そして、生き返ったような気がした黄杏の耳に、卑猥な声が届く。
「あぁ……いい……もっと……もっと!」
黄杏は、耳を塞いだ。
どこからこの声は、聞こえてくるのか。
辺りを見回すとそこは、他でもない青蘭の屋敷の脇だった。
急いで立ち去ろうとする黄杏の耳に、また卑猥な声が聞こえる。
「もう……だめぇ……信志様ぁあ!」
「青蘭……我慢しなくてもいいよ……」
黄杏はそのまま引かれるように、青蘭の屋敷の窓を覗いた。
そこはちょうど、青蘭の寝台になっているようで、異国のエキゾチックな中に、官能的なお香の臭いがする。
その上で何も纏わぬ信志が座っており、その上に裸の青蘭が乗っている。
青蘭はたわわな胸が揺れる程、激しく体を動かしているが、何よりも許せなかったのは、そんな青蘭の滑らかな肌を貪るように、口付けている信志だった。
黄杏は、近くにあった石を、青蘭の屋敷に投げようとした。
だが当たれば、何事かと大騒ぎになる。
「くっ……うぅ……」
胸が苦しくて、黄杏は拾った石を、地面に強く叩きつけた。
「はぁはぁはぁ……」
あんなに、毎晩情を交わしていたと言うのに。
あの甘美な言葉は、全て嘘だったのだ。
失意の中で、自分の屋敷に戻ろうとした黄杏の目に、今度は、武術の稽古をしている紅梅の姿が写った。

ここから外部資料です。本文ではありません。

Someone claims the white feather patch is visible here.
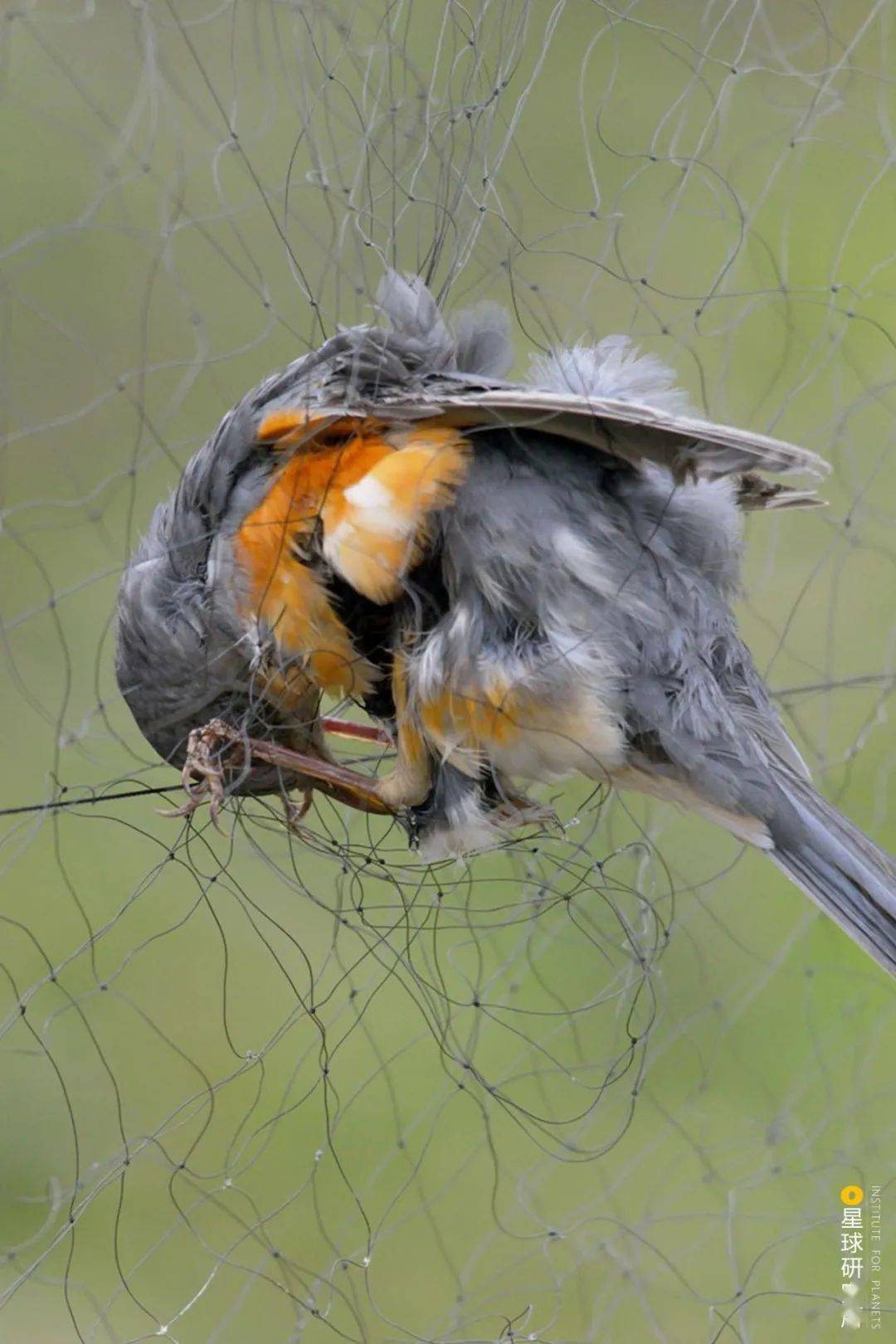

ついこの前、他の妃に行くようにと仕向けろと言われ、それに従ったせいで、今こんなに苦しんでいる。
今だけは、会いたいくない。
黄杏は、紅梅に見つからないように、忍び足で戻ろうとした。
「こんな時間に、何してるの?」
だが黄杏は、あっさり紅梅に、見つかってしまった。
「……水を飲みに。」
「へえ。それでもしかして、井戸に行ったの?」
紅梅は、刀の素振りをしながら、次から次へと質問してくる。
「ええ……」
「お馬鹿さんね。そのついでに、見たくもないものまで見てしまって。」
黄杏は、紅梅のその言葉が、気になって仕方なかった。
「知っているの?」
「知ってるわよ。お妃になって、何年になると思ってるの?」
そんな事は、説明されてないから、分からないとしか言えないが、少なくても自分だけ、このモヤモヤしている気持ちを、持っている訳ではないのだ。
「紅梅さん。」
「何?」
「紅梅さんは、どうして王の妃になったの?」
自分はどんどん、黄杏に質問をするくせに、黄杏の質問には、答えようとしない紅梅。
「……女隊の隊長を、やってらしたんでしょ?辞めるのは、嫌ではなかった?」
「全然。女隊の隊長をしていたのは、王に近づく為だから。」
「えっ!?」
驚いた黄杏は、口を両手で塞ぐが、紅梅ならやりかねないと思った。
「私の父が、王の近臣だと言う事は、知っているんでしょ?」
「……はい。」
「そのお陰でね。小さい頃から、王の事を知っていたわ。話しかけられる事も多くて。私の事は、親戚の女の子ぐらいにしか思ってなかったようだけど、私は好きだった。私の初恋の人よ。」
あのガサツそうな紅梅の口から、初恋の人という甘酸っぱい言葉が出てくるなんて。
黄杏は、急に紅梅の事が可愛らしく見えて、ニンマリした。
「ある日。王と武術の試合をしたの。勝ったら、お妃にして欲しいと頼んだわ。必死で攻めて、最後の最後で王に勝った。その結果、これよ。」
紅梅は、高そうなシルクの寝間着を、黄杏に見せた。
「私が欲しかったのは、こんな物じゃなかったのに。本当に欲しい物って、手に入らないのね。」
強がっていた紅梅が、ほんの少しだけ、弱い部分を見せた瞬間だった。
黄杏は、勝手に親近感を覚え、紅梅の近くにあった、大きな石に、腰を降ろした。
「紅梅さんは、王のお子が、欲しいのね。」
「王のお子も欲しいけれど、一番欲しいのは、王の愛情だけどね。」
紅梅もため息をつきながら、黄杏の隣に座った。
「青蘭さんは、王にお気持ちは向いていないと、仰っていたけれど、王と情を交わしている姿を見る限りでは、そんなふうに思えなかった。」
慕ってもいない相手に、あんなに激しく求めるだろうか。
「あの人はね。好きものなのよ。」
「す、好きもの?」
「要するに濡れ事が、好きなのよ。」
あの、儚げな青蘭が?
あまりにも衝撃的で、言葉も出ない。
「一説では、男女の交わりができなくなるから、お子をわざと作らないって言う噂もあるくらい。」
「えっ!?」
そんな世界があるなんて、田舎で育った黄杏には、理解できない世界だ。
「あの二人、心は交わらないけど、体の相性はいいみたい。青蘭さんが絶頂に達してるの、何度か聞いた事、あるもの。」
「ぜ、絶頂!?」
「シー!声が大きい!」
黄杏と紅梅は、慌てて周りを見た。